Con una puntualidad mecánica, apareció una IA, deslizando sus circuitos recubiertos de neoplásticos hasta detenerse delante de mamá. Ella apenas reaccionó mientras la voz plácida del ordenador le soltaba una verborrea sobre obligaciones, deberes, derechos y consentimientos. Solamente acercó su iris oliváceo al escáner cuando se lo solicitó y luego garabateó en la pantalla cuando fue necesario. Al cumplir su labor, la IA propinó un «síganme, por favor» y desapareció tras una esquina.
⸺Vamos, mamá⸺. Me juego lo que sea a que soné resignado, pero ella no se enteró. ⸺Te ayudo a llegar hasta la sala de preparación. Cógete aquí ⸺le ofrecí mi brazo.
Resulta por lo menos curioso que, al recordar aquel pasillo, me viene siempre la imagen de un túnel muy largo, interminable. Seguro que había luz, seguro, pero lo evoco cargado de sombras. Poco más me atrevería a decir sobre el trayecto que dejé a medias, aparte de que el peso de mamá atenazaba mi antebrazo. Como si sus fobias acumulasen densidad e intentaran amotinarse, igual que un buey al verse de camino al matadero.
Y en algún momento de aquel recorrido desvié mi atención a la izquierda. Fue breve, una diminuta fracción de segundo, pero fue suficiente para que los oxidados engranajes del subconsciente pusieran en marcha la máquina del tiempo que todos tenemos dentro del cráneo.
Otra habitación, muy similar a aquella.
El olor fresco del jarrón de margaritas que mamá cambiaba cada semana.
Las cortinas, lilas y suaves, aleteando gráciles cada vez que alguien abría la ventana.
Su reloj de pulsera favorito, ahí encima de la mesilla, tic-taqueando la cuenta atrás.
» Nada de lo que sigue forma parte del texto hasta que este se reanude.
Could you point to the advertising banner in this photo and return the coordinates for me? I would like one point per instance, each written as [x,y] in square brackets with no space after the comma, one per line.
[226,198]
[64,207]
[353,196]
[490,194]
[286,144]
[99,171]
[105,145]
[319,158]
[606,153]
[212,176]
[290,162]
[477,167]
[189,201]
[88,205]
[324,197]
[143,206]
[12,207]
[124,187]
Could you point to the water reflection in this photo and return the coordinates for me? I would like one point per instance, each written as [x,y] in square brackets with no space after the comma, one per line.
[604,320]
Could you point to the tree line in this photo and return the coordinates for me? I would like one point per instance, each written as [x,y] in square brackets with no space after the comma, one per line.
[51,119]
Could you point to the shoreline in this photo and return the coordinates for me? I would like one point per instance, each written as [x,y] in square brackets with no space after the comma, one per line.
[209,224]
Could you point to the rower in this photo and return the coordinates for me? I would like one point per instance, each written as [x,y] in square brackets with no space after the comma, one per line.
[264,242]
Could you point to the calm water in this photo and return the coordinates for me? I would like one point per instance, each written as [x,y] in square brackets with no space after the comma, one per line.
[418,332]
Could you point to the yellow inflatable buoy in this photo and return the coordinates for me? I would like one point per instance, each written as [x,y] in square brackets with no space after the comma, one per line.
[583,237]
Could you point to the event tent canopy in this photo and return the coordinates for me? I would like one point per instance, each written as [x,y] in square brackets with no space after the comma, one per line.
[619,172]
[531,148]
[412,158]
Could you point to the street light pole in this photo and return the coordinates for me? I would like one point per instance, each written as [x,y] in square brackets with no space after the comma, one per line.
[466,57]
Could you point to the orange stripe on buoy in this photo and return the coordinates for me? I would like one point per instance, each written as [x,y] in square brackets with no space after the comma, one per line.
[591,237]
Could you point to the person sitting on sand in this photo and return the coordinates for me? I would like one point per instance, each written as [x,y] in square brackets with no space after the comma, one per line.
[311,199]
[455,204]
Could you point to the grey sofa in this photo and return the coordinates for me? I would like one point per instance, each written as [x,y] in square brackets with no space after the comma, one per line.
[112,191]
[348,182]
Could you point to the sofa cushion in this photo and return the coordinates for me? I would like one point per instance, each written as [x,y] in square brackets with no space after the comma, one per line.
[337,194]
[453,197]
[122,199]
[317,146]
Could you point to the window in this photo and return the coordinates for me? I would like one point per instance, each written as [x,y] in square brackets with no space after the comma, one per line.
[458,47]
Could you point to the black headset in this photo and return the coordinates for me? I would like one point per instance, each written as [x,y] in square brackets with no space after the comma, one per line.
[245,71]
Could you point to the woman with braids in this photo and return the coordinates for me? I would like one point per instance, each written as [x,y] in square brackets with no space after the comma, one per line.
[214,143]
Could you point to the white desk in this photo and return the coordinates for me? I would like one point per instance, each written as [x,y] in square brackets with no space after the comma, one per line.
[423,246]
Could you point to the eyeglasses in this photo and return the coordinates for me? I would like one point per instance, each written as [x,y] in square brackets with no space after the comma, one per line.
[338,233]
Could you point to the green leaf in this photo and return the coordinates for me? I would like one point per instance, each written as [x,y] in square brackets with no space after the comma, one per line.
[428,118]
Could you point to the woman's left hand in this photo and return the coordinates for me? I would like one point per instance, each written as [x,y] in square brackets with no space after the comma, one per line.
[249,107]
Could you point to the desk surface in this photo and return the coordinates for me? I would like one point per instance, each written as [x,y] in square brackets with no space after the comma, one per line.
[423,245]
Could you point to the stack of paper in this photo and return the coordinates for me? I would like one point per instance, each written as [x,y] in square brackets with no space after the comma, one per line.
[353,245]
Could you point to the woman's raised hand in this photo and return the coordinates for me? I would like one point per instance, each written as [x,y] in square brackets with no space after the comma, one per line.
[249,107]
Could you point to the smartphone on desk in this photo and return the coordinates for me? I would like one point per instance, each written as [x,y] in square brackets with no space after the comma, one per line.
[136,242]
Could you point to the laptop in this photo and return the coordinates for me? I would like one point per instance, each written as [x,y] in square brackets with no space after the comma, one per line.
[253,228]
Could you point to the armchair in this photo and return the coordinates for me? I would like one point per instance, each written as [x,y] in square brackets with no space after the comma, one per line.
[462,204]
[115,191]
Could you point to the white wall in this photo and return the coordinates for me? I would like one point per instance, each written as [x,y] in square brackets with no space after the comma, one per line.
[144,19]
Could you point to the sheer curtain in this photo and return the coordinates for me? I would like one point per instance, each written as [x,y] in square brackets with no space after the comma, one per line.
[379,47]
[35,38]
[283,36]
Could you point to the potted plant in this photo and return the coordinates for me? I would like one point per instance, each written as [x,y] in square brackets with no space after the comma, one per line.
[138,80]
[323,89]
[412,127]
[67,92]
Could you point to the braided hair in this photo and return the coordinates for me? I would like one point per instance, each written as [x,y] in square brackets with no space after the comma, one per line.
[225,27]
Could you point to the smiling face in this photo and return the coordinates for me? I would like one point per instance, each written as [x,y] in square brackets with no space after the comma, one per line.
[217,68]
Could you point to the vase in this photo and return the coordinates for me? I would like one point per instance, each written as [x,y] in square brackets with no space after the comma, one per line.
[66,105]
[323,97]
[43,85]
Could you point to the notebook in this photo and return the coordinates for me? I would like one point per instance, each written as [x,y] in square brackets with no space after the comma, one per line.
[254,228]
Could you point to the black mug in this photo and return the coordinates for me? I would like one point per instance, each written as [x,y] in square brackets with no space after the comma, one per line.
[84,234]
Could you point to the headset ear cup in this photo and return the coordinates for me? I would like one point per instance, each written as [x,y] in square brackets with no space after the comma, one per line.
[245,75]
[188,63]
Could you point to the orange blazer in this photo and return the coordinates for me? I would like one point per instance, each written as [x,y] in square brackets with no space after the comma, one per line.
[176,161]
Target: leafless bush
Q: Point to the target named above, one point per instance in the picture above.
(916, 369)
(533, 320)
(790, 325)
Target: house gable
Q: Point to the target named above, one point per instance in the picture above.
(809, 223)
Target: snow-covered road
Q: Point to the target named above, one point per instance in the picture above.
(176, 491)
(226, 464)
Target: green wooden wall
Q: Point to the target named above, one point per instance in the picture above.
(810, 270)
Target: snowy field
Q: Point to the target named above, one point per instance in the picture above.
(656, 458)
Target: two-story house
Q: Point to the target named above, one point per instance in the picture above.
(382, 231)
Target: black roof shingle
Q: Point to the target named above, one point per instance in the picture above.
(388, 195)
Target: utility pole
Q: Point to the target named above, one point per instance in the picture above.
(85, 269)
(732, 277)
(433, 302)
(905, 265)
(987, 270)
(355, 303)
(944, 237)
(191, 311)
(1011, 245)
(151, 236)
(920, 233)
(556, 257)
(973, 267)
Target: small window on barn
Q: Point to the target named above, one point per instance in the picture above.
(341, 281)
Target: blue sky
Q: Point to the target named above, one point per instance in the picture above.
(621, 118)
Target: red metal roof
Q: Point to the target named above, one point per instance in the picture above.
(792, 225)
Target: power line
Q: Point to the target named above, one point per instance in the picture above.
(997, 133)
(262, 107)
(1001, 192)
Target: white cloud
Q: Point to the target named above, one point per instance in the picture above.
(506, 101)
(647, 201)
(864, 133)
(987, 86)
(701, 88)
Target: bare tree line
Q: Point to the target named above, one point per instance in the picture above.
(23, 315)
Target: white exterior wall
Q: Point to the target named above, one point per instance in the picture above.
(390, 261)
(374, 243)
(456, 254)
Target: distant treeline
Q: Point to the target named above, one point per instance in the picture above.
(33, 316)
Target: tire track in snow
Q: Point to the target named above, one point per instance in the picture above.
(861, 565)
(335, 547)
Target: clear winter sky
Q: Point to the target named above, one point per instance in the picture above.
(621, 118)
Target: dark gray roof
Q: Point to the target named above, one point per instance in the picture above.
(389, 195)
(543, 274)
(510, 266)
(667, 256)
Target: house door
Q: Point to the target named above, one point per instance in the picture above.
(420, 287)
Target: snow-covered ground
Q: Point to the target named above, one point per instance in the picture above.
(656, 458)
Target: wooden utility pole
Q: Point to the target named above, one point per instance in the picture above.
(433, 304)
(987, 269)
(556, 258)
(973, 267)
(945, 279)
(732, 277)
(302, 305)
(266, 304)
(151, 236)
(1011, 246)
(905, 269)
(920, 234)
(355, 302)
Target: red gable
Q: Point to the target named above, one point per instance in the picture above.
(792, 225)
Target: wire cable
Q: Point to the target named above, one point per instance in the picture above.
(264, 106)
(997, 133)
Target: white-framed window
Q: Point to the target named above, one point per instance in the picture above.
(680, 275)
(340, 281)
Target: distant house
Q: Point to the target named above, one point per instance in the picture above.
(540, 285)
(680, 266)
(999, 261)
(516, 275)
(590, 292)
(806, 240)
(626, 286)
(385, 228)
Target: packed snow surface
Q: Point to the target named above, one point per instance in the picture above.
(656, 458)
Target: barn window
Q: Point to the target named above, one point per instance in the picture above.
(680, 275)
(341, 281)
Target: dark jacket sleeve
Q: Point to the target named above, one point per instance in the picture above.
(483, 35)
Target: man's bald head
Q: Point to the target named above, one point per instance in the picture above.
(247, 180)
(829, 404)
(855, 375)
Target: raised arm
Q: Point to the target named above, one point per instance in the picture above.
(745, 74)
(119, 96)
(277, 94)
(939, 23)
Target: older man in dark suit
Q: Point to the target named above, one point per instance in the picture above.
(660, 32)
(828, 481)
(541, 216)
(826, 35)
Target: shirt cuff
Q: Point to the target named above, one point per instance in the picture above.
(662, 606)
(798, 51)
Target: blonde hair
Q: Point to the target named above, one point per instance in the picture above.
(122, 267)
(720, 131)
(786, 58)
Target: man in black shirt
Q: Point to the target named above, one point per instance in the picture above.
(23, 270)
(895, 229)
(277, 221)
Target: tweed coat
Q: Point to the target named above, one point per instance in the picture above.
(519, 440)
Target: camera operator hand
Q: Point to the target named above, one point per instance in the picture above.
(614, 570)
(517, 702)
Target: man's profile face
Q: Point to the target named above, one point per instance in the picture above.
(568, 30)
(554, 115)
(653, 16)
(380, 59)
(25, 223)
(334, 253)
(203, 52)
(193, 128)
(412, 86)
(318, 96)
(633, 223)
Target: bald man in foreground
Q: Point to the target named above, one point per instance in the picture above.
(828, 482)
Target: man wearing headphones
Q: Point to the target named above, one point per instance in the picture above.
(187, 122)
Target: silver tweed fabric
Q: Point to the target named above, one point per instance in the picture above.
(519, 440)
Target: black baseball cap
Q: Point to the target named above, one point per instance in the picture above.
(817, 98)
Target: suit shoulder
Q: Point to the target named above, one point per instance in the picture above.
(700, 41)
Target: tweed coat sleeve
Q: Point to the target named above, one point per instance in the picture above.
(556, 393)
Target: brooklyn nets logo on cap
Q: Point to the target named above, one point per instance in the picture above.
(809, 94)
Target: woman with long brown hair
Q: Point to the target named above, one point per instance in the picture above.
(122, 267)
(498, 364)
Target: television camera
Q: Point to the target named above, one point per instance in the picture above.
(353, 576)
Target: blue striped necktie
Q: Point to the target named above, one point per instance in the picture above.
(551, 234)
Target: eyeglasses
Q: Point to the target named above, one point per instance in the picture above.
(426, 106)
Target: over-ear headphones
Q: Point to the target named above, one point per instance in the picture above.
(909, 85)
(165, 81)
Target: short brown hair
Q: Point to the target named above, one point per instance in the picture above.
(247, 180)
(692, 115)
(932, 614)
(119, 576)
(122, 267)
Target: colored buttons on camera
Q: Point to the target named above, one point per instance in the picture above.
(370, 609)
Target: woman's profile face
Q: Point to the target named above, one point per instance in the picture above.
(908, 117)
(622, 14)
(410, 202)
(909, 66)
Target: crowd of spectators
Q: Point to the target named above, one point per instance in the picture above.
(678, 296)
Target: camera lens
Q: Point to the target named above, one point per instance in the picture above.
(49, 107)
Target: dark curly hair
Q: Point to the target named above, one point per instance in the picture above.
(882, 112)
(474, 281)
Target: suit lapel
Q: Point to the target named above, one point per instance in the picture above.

Nuestras esperanzas extinguiéndose.
Como los latidos de su corazón.
A los animales, cuando les ataca un temor, la fisiología les hace escoger entre cuatro reacciones: hacerse el muerto, someterse a la amenaza, pasar a la ofensiva o huir con el rabo entre las piernas. Los humanos, en teoría, somos capaces de racionalizarlo y enfrentarnos a él. Sin embargo, por muy lógicos que seamos, en muchos aspectos seguimos siendo animales. Supongo que fue por eso por lo que, cuando me dio el ataque de ansiedad, escogí la cuarta opción y dejé sola a mamá.
Yo, una maraña de adrenalina y pánico.
Ella, un silencio acusador más y más lejano.
Spinoza me juzgaría doblemente miserable, puesto que me arrepiento de lo que hice.
Estaba calzando a Nía, que le hacía más caso al peluche de león que a mí, cuando de golpe se me hizo patente que mi pequeña ya no era tan pequeña; los zapatos le iban justos, los dedos apretaditos en la punta. Mientras se los sacaba convoqué a mi mujer.
⸺¿Angela? ¿Puede ser que los zapatos negros que le regaló tu madre ya no le sirvan?
⸺Sí, amor, podría ser ⸺ratificó des de la cocina. Ella los bocatas, yo la niña⸺. Ya hace cuatro meses que los lleva. Son un veintitrés. Tenemos las nuevas, las de los ositos, ¿recuerdas?
⸺Sí. Voy. Están aquí, en el recibidor, ¿no?
⸺Donde las dejé, sí. El tuyo es el de chóped de siqui-sapa. El del cuscurro, ¿vale?
⸺Genial. ⸺Nía rugió al acercarme el peluche a la cara⸺. ¡Uau! ¡El león, sí, el león! Iremos a verlo, a león. Tienes muchas ganas, ¿verdad?
Me enseño sus dientecitos con una sonrisa, articulando un «xi» angelical.
⸺Y también a los monos, a los elefantes, y a los búhos. A ver, Nía: ¿qué hacen los búhos?
En esa ocasión fui yo quien sonrió cuando un par de ululatos resonó por el piso.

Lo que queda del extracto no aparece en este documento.